Per l’intera nazione, infatti, è impossibile acquistare beni non necessari.

CARDIFF – Il fatto è che il governicchio di questa piccola nazione che avoca a sé molti poteri regolamentari, che parla una sua lingua accanto all’inglese e che è fieramente non inglese, ancorché dall’Inghilterra assediata geograficamente e pandemicamente, sta esagerando con le restrizioni.

Il caso ricorda un po’ quello della Campania, dove il Presidente di Regione De Luca fa il buono ed il cattivo tempo, chiudendo le scuole nella sua regione ed implora il Governo italiano di introdurre un nuovo lockdown nazionale. Il governo di Cardiff, infatti, ha deciso repentinamente di chiudere il confine con l’Inghilterra. Tuttavia, ad oggi, alcune automobili ancora passano, segno che tale confine, se non proprio liquido, senz’altro è un colabrodo.

Ma la restrizione più stringente è senz’altro quella dei beni non essenziali e soprattutto quali vengono intesi come tali.

Per esempio, se i gallesi oggi non possono acquistare libri, calze, mutande, o vestiti (!), possono acquistare cibo e beveraggi, alcolici inclusi.

Ecco che, con l’approssimarsi dell’inverno, certamente freddo e ventoso in Galles, i cittadini non possono comprare un “puffer jacket” ossia un piumino imbottito per il loro bambino, mentre possono senz’altro comprare una birra alle 8 di mattina in qualsiasi ipermercato.

Una petizione già firmata da 17mila cittadini gallesi ha chiesto al governo di rivedere queste discutibili misure, mentre la rabbia monta e scene di disagio si vedono nei supermercati. Per esempio, ieri sera in un Tesco (ipermercato britannico) un cliente ha divelto le barriere di plastica che prevengono i clienti dal comprare beni “non essenziali”, come, appunto, il vestiario per bambini.

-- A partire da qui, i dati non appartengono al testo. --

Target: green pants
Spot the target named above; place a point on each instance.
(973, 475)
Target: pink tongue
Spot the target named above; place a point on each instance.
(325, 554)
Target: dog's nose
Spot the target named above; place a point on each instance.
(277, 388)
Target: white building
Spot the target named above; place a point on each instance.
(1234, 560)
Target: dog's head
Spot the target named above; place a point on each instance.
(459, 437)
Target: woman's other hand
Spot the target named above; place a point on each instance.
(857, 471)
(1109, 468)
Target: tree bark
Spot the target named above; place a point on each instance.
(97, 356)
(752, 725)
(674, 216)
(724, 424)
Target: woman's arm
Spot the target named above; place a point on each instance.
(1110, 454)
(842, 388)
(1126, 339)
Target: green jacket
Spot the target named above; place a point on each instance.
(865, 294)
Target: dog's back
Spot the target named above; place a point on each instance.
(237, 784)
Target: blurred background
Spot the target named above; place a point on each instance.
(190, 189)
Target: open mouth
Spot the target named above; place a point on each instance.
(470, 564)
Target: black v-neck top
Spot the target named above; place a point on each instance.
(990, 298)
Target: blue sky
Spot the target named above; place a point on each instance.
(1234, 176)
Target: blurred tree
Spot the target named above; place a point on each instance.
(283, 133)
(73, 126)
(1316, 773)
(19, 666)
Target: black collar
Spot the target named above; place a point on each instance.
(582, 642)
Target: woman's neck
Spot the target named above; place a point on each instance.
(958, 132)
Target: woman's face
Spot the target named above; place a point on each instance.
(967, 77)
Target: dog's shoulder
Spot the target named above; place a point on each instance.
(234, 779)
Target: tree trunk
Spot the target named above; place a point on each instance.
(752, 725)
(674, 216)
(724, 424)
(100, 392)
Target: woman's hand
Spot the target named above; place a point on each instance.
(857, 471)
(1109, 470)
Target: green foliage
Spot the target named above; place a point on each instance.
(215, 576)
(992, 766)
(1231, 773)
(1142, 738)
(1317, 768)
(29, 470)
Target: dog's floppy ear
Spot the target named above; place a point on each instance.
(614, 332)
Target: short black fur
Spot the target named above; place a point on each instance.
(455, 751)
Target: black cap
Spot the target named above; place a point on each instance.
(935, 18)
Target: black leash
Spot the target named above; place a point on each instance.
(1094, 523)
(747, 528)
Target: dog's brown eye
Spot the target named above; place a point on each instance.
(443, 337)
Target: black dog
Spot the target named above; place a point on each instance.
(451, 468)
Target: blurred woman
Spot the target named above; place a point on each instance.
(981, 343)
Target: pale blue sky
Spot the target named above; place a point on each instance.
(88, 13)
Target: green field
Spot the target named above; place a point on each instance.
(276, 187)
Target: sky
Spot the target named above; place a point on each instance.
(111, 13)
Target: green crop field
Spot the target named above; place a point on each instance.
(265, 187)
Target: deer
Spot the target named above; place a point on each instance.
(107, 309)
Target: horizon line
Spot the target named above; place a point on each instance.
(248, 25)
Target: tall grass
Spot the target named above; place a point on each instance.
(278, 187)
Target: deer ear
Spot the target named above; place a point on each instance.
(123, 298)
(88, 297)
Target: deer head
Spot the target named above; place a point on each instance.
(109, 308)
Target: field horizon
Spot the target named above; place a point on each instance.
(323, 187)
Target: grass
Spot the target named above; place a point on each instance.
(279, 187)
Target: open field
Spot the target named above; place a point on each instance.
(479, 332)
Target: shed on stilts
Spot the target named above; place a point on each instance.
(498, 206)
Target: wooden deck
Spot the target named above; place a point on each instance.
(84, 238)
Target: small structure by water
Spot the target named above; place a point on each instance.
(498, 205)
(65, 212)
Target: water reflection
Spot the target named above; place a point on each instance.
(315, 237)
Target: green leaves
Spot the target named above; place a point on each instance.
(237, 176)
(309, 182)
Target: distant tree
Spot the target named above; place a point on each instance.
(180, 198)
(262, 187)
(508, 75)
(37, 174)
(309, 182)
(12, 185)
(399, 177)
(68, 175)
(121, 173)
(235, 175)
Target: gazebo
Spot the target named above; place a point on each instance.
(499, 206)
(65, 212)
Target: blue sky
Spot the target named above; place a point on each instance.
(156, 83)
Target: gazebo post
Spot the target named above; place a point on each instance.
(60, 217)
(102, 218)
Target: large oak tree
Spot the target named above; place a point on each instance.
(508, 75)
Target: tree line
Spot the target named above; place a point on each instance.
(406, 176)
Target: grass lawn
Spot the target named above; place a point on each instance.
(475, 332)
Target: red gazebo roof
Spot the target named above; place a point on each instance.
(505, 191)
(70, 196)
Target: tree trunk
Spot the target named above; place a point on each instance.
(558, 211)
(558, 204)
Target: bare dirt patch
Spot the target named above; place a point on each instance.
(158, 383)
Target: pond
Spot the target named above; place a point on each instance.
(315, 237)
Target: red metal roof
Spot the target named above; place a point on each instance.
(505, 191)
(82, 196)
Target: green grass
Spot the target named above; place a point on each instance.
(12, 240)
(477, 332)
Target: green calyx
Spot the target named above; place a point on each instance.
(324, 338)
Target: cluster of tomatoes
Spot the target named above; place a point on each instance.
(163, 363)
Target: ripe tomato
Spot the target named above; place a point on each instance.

Altre proteste sono sorte nei confronti quei venditori che hanno dovuto stoppare la vendita di articoli per Halloween, festività che verrà celebrata nei paesi anglosassoni, ed in tutto il mondo, il prossimo fine settimana. Che questa tensione sia un preludio delle festività natalizie in tutto il mondo? Lo scenario è quasi apocalittico, ma non così lontano dalla realtà.

Nella foto sottostante, una famosa podcaster si lamenta che i libri siano bannati, mentre è possibile comprare birra di mattina.

No, non è la trama di un film di fantascienza. Questa è la mia vita qui e ora.

Image may contain: 1 person, text that says "Pip Jones Travel writer & podcaster @pip_says ๐ Books are banned but you can buy beer in the morning. No, it's not the plot of a low-rent Sci-Fi movie. This is my life right now.: #waleslockdown MIDO £10New Export Export 10:14 AM Oct 24, 2020 from Wales, United Kingdom Twitter for Android"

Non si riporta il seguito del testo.